Industry experts warned of the risks to Mexico from unchecked oil-smuggling. "You could eventually end up in the same situation that you have in Africa," said Wayne Wilson, managing director with Protiviti, a risk-management consulting firm. In Nigeria, violent gangs tap into oil pipelines and raid oil company facilities to steal hundreds of millions of dollars worth of oil each year."
If this is really what's taking shape in Mexico, then we may soon long for the good old days of drug cartels, but I think it's worth considering whether we're actually seeing anything new. There have been networks of diesel thieves near the border for years.
And it may be that more of the oil we buy is stolen than we realize. Oil tankers change hands as many as 300 times at sea, so there's no good way to track the ownership of oil--yet. And I've also been told by academics that as much as 10 percent of the oil coming into the port of Houston may be stolen. (Readers, feel free to diss this totally unverified information.)

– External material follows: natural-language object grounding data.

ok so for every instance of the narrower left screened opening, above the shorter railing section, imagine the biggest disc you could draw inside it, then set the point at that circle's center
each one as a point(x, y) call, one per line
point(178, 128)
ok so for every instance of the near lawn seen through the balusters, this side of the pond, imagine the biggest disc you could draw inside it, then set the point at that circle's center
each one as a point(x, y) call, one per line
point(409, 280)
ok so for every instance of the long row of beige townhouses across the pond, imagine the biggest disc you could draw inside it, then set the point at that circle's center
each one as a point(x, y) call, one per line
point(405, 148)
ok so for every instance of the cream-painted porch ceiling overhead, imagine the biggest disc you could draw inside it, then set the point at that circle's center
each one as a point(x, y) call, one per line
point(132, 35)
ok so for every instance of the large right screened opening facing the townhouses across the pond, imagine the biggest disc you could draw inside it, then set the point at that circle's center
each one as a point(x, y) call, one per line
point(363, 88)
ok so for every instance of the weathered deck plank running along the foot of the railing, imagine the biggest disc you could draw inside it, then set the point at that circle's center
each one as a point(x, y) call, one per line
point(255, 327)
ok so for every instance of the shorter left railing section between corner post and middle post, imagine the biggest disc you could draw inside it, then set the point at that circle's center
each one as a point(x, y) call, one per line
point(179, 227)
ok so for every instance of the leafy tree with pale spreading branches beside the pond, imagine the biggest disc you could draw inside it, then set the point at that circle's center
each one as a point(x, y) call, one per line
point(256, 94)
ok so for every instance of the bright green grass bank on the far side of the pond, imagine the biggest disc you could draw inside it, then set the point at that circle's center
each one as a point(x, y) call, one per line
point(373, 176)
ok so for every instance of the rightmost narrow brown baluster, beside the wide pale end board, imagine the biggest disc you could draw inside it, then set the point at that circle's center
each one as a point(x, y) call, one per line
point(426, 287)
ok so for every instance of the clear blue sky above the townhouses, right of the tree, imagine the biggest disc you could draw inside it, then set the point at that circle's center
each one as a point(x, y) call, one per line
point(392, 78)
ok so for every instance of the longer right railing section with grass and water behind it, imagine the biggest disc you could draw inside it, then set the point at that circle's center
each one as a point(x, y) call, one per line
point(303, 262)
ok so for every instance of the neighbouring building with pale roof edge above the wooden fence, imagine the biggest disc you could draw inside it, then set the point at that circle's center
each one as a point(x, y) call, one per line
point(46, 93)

For me, the question is not whether to start worrying, but how. Oil smuggling is, like oil futures market rigging, currently invisible but potentially very powerful. The trick is to start measuring it, and tracing out the networks of trade. If I were a policy maker, I'd ask the Department of Energy to start publishing an annual report on oil smuggling.
And for what it's worth, Mexico is not the only major US oil supplier with something funny going on around its pipelines. The Economist reports that a mysterious arcadian bomber has attacked an Encana pipeline in British Colombia six times in the past 10 months.